The Art of Photoshop for Digital Photographers

Chapter 1. Digital Camera Basics

If you're like me, you tend to pick up books like this and skim over the first few chapters; especially if the word "basic" is attached to the chapter title. You assume that you have the basic stuff down already and that nothing important could possibly start before page 79. Well, before you start flipping ahead, consider the possibility that there's valuable information right here. This chapter provides a baseline for the entire digital photography audience, filling in the knowledge gaps for creative, photographic, and technical applications.

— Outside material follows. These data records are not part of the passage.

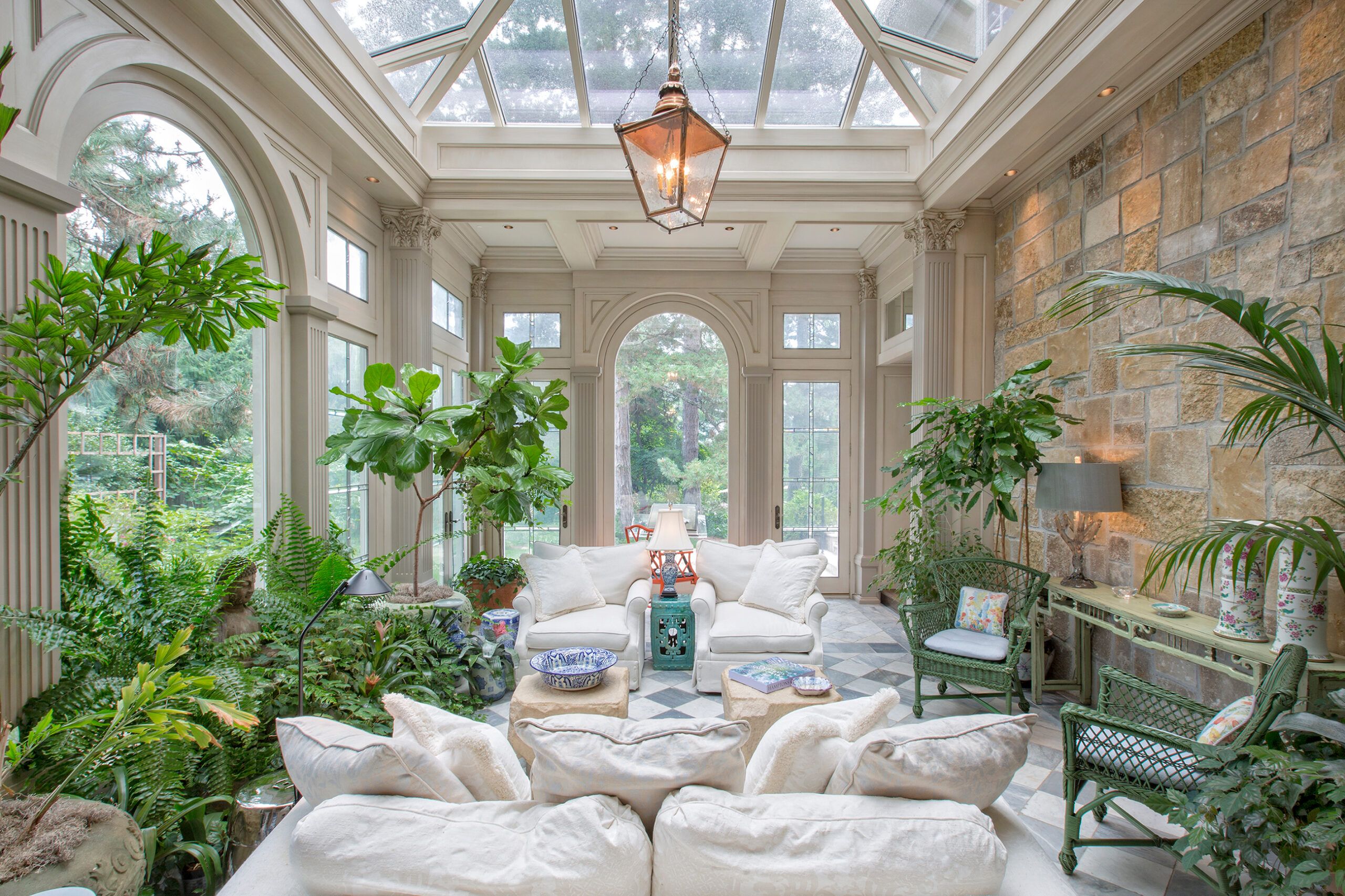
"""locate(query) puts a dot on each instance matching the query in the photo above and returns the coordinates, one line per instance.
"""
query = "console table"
(1188, 637)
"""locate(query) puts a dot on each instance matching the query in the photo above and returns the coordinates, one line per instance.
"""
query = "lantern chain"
(640, 81)
(700, 75)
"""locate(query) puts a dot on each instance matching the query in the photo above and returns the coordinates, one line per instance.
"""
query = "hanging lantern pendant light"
(674, 155)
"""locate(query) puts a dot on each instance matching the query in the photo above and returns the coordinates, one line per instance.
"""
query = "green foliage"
(490, 450)
(493, 572)
(77, 320)
(1297, 373)
(1274, 813)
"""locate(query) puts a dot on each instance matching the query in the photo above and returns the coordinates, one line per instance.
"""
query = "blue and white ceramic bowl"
(573, 668)
(811, 685)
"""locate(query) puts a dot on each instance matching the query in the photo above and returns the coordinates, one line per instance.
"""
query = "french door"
(811, 456)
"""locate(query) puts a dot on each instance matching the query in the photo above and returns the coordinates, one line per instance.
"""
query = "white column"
(32, 209)
(934, 358)
(411, 234)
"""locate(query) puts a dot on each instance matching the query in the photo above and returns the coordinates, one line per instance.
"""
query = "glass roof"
(820, 75)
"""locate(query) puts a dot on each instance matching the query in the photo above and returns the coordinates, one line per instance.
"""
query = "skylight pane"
(530, 62)
(814, 68)
(387, 23)
(962, 26)
(409, 81)
(464, 101)
(727, 38)
(935, 85)
(880, 107)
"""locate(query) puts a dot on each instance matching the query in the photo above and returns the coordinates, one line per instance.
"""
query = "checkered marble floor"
(866, 650)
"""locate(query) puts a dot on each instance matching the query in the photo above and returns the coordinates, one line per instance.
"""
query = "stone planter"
(111, 861)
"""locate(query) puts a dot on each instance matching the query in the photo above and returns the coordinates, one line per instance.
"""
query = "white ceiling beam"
(572, 34)
(772, 47)
(446, 75)
(865, 27)
(923, 54)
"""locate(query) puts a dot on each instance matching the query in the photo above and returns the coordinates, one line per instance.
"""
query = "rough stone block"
(1257, 216)
(1141, 204)
(1316, 210)
(1223, 142)
(1178, 458)
(1270, 115)
(1141, 249)
(1223, 58)
(1243, 84)
(1236, 483)
(1321, 50)
(1181, 194)
(1257, 171)
(1172, 139)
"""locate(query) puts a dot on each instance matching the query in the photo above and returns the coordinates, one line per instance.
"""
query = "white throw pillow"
(781, 584)
(395, 847)
(560, 584)
(799, 753)
(326, 758)
(614, 568)
(708, 841)
(638, 762)
(729, 567)
(969, 759)
(478, 754)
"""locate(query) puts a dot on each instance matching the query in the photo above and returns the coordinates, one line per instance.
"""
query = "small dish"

The reason for the knowledge gaps is that people are flocking to digital photography from all directions. There's the film-based photographer who's looking to go digital and understand Photoshop; there's the Photoshop guru who can finally afford a decent digital camera, and there's also the flat-out newbie who doesn't know photography or Photoshop. As a result, lots of people know some of this stuff, but it's a much smaller percentage of people who have it all down. (If you happen to be one of those people who are well versed in f-stops and preferences files, skip ahead at your own peril…I'll catch up with you later.)

 Bronze Patina

Nikon D2H

1/250 sec, f/8

Focal length 400mm

 Yellow House

Nikon D2H,1/100 sec, f/16

ISO- 640

Focal length 135mm

A Simple Message

Most people are familiar with the phrase "garbage-in, garbage-out" as a way of saying that if you start with poor-quality source material, you're likely to end up with a poor-quality end result. This emphasis has always been important for film-based photography; slides and film negatives are far less forgiving of exposure mistakes than their digital file counterparts. With film, the image is set in stone, and the quality and craft suffers if the exposure and focus aren't exact.

In contrast, digital photography offers some pretty solid advantages. You can adjust the exposure of some digital files as much as two or three f-stops and still get a decent print, and Photoshop does amazing tricks you could never accomplish in a darkroom. You would expect that these advantages would be propelling photography to new heights of quality and innovation, but instead all people seem to talk about is whether digital photography is as good as film. As good? As good?! Digital photography should make everyone better than they were with film…the technology has caught up, the advantages are huge; we just need to wait for our expectations to follow.